E in quali modi si goda lo stesso carezzevole piacere,
è anche cosa di grande importanza; difatti si crede per lo più
che nella positura delle fiere e alla maniera dei quadrupedi le mogli
concepiscano meglio, perché così i semi possono raggiungere
le proprie sedi, quando il petto è chinato e son sollevati i fianchi.
Né le mogli han punto bisogno di movimenti voluttuosi.

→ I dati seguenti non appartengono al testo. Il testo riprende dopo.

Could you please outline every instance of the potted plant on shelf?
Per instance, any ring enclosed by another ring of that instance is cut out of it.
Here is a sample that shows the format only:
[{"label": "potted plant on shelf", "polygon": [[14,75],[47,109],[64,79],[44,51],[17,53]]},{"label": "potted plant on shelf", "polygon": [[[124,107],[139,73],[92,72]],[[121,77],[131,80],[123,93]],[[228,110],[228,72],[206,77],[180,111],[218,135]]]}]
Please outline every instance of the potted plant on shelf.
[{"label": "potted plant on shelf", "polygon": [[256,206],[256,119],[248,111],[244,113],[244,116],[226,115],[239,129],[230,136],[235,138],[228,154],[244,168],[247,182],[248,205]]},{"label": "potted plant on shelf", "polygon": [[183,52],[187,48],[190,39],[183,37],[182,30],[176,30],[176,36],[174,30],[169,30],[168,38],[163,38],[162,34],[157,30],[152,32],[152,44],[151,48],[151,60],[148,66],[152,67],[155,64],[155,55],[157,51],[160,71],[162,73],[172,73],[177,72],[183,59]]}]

Giacché la donna s'impedisce di concepire e contrasta,
se godendo risponde essa stessa con le anche alla Venere dell'uomo
e con tutto il petto che s'agita flessuoso provoca il fiotto:
infatti scosta il solco dal retto percorso del vomere
e svia dalle sue sedi il getto del seme.
E così son solite agitarsi le meretrici per propria utilità,
per non essere fatte pregne sovente e giacer gravide,
e insieme perché l'atto stesso di Venere sia agli uomini più grato;
ma di ciò è evidente che le nostre spose non hanno bisogno.
E non avviene per volere divino talora o per le saette di Venere
che una donnetta di aspetto meno leggiadro sia amata.
Giacché la donna stessa talvolta, col suo fare
e coi modi compiacenti e col corpo finemente curato,
riesce ad avvezzar‹ti› facilmente a trascorrere la vita con lei.
Del resto, la consuetudine fa nascere l'amore;
giacché ciò che è percosso da colpi continui, benché lievi,
tuttavia in lungo tratto di tempo è vinto e cede.
Non vedi come anche le gocce d'acqua che cadono sopra
le rocce, in lungo tratto di tempo bucano le rocce?